25. September 2018

Kein Gemeindewachstum in Deutschland

Quelle: idea.de

Der Generalsekretär der Deutschen Evangelischen Allianz, Hartmut Steeb, ermunterte Gemeinden nicht zu resignieren. Foto: idea/kairospress

Der Generalsekretär der Deutschen Evangelischen Allianz, Hartmut Steeb, ermunterte Gemeinden nicht zu resignieren. Foto: idea/kairospress

Gießen (idea) – Die christlichen Gemeinden in Deutschland erleben kein Wachstum. Das erklärte der Generalsekretär der Deutschen Evangelischen Allianz, Hartmut Steeb (Stuttgart), beim Besuch der Freien Theologischen Hochschule Gießen am 16. Oktober.

„Die Gemeinden gehen eher zurück, bestenfalls stagnieren sie“, stellte er fest. Wo es mancherorts Wachstum gebe, handele es sich um „Transferwachstum der einen zu Lasten der anderen Gemeinden“. Den 50 Absolventen der Hochschule riet Steeb, Hauptredner des Festakts, sich nicht von der hiesigen Situation in ihrer künftigen Arbeit bestimmen zu lassen. Denn weltweit wachse die Zahl der Christen, vor allem in Afrika, Asien und Südamerika: „Es gibt also keinen Grund zur Resignation.

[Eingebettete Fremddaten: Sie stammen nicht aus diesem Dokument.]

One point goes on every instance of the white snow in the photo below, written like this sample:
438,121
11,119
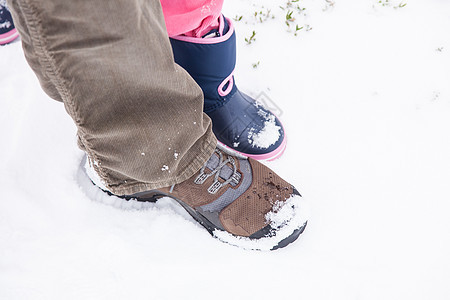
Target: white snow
365,97
292,215
268,135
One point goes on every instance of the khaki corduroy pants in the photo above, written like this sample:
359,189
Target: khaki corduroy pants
139,115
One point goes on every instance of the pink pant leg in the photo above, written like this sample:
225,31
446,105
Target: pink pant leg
191,17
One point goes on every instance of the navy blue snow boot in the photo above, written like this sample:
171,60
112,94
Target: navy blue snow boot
239,122
8,32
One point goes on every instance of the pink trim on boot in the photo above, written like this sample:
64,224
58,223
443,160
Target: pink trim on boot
207,41
191,17
9,37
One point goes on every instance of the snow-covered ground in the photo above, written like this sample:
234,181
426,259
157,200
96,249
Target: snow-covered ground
364,93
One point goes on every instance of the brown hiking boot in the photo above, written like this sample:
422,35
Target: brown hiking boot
238,200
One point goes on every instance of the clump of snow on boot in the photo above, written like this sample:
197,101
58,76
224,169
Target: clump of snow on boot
294,210
268,136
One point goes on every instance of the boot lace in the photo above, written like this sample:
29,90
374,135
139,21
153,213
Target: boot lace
217,185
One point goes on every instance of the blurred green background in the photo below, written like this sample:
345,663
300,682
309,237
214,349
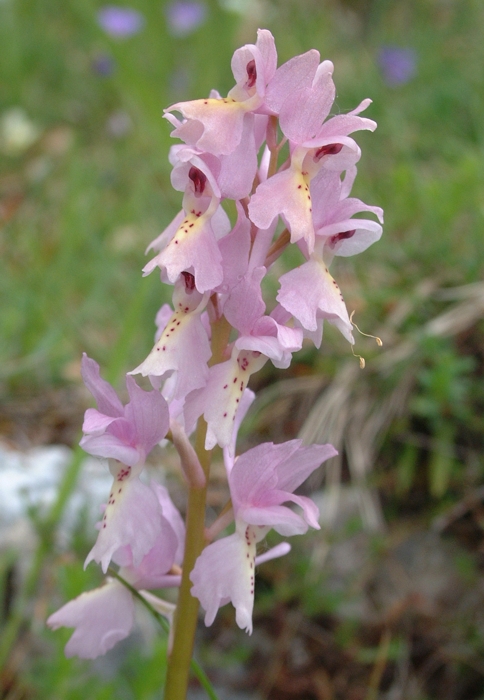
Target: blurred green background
84,188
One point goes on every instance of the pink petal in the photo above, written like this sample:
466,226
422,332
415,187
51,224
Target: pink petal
148,412
293,75
102,618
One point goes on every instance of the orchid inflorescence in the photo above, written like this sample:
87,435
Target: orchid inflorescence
219,332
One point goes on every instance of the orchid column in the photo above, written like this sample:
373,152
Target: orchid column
219,331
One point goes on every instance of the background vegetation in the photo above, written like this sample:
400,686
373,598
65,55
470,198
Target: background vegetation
84,193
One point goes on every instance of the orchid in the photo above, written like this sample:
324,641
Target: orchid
224,323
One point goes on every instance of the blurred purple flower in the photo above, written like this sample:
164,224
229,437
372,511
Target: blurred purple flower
397,64
183,18
103,65
120,22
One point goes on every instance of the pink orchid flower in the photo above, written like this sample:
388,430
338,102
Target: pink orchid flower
216,124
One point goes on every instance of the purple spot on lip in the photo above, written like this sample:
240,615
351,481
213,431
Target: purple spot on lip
120,22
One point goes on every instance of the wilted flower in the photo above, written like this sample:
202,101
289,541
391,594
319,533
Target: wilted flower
17,131
183,18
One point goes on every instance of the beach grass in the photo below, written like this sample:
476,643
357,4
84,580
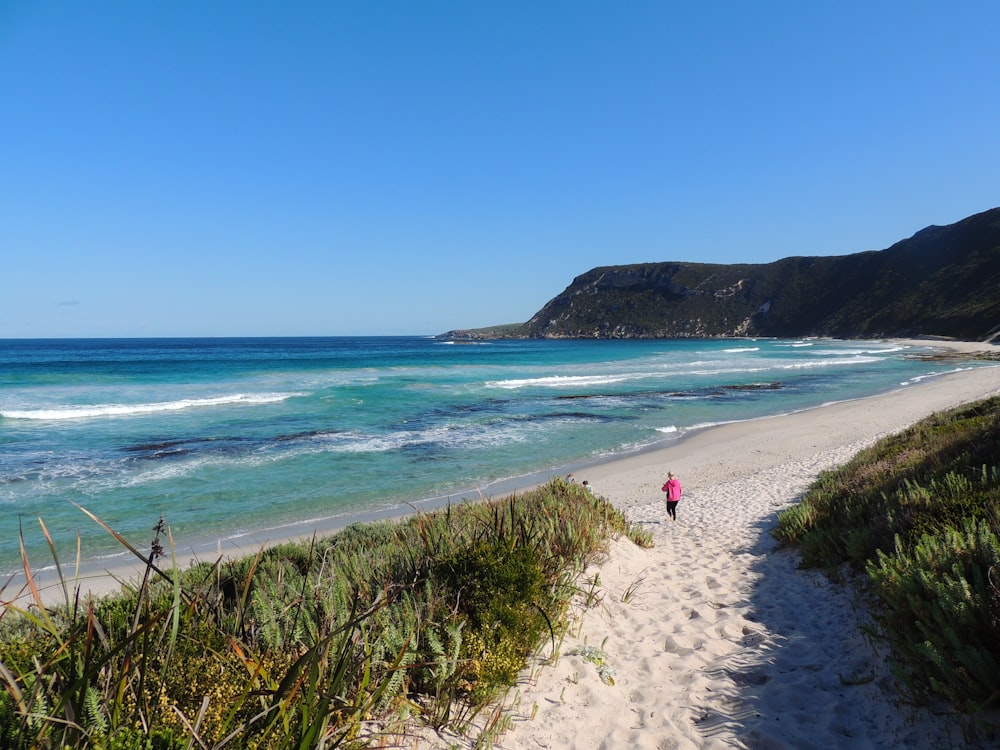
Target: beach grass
919,514
355,639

Warum sollte der lebendige Gott durch seinen Heiligen Geist nicht auch bei uns für eine neue Erweckung sorgen können?“ Die christlichen Gemeinden könnten auch in Deutschland wieder mehr Zulauf bekommen, wenn sie Gott stärker in den Blick nähmen: „Es geht um Gott, den Schöpfer des ganzen Universums, den Erfinder, Konstrukteur, Planer, Erhalten und Vollender – auch unseres ganz persönlichen Lebens. Er gehört in die Mitte unseres Seins.“ Außerdem empfahl Steeb den Hochschulabgängern, die tägliche Arbeit als „Dienst für Gott“ zu betrachten. Jeder sei ein wichtiger Mitarbeiter im Reich Gottes. Dabei sei Gott nicht auf menschliche Hilfe angewiesen: „Er braucht uns nicht, aber er möchte uns gerne dabei haben.“ Steeb machte Lust auf Gemeindearbeit: Sie sei eine „Baustelle, an der der lebendige Gott Großes schaffen will“. Man solle eine Gemeinde deshalb nicht nach dem Aspekt des Wohlfühlens aussuchen. Man dürfe auch in schwierigen Situationen nicht am Auftrag Gottes zweifeln.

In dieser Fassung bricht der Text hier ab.